Artur Phleps born in Biertan (Berethalom, Birthälm), a village in Southern Transylvania, part of the Austro-Hungarian Monarchy, on November 29, 1881. Belong from a Volksdeutsche family; his father was a doctor and his mother a farmer’s daughter. Started his military career in the Austro-Hungarian Army, Phleps served as a mountain trooper during WW I and ended the War as a first lieutenant. He raised a national guard in 1918 in his native Transylvania to fight Bela Kun’s Hungarian Communists. Finding that he could this better in the company of the Romanians who had advanced on Budapest, Phleps took service in the Romanian army and played a prominent part in the modernization of the army. After served as an instructor at the Military Academy in Bucharest, Phleps was promoted to the rank of general and with the versatility of some hero of the thirty years war he commanded the Mountain Corps until he was put into reserve in 1940.
In 1941, Phleps asked to be retired from the Romanian army and moved to Germany. Then he volunteered in the Waffen-SS, where he received the rank of SS-Standartenführer and served as a supernumerary officer on the ‘Wiking’ divisional staff. He was eventually given command of the ‘Westland’ Regiment, where his performance attracted his Army superior, General von Mackensen, who persuaded him to join the German Army and promised him to lead a division. However, Himmler intervened, promoted Phleps to SS-Gruppenführer and entrusted him to form and lead a new Waffen-SS division, known later as 7.SS-Freiwilligen Gebirgs Division ‘Prinz Eugen’. Like Phleps himself, the division consisted mainly of Volksdeutsche volunteers from Hungary, Romania and Yugoslavia. Organized as a mountain division and armed with captured French, Czech and Yugoslav weapons, ‘Prinz Eugen’ served throughout the war in Yugoslavia conducting anti-partisan operation with great brutality. Phleps himself was to be decorated with the Knight’s Cross on 4 July 1943 for his leadership of the division and subsequently promoted to SS-Obergruppenführer and got a command of the V.SS-Gerbirgskorps.

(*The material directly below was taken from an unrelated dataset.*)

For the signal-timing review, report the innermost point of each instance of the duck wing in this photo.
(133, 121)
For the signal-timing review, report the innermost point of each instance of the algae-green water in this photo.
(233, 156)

The end of Artur Phleps, who entered the SS as a Romanian general, was as ambiguous as his career. In September 1944, when most of the Hungarian army commanders were on the point of surrendering to the Red Army, he was flown from Montenegro to form a front in Transylvania, the home of his boyhood. Two days after Phleps had left Budapest, Himmler ordered his arrest. He had been accused by the SD of defeatism, but he never found: Phleps was captured close to Arad by Soviet troops, on 21 September and was summarily executed by his Soviet guards the very same day. His body was never found but his Knight’s Cross and some of his uniform insignia were eventually recovered and accepted as evidence of his death. On 24 November 1944, the Oak Leaves to the Knight’s Cross were posthumously bestowed upon Artur Phleps. As a further honor, a mountain regiment of the ‘Prinz Eugen’ Division was named ‘Artur Phleps’ and granted the privilege of wearing a cuff band with his name.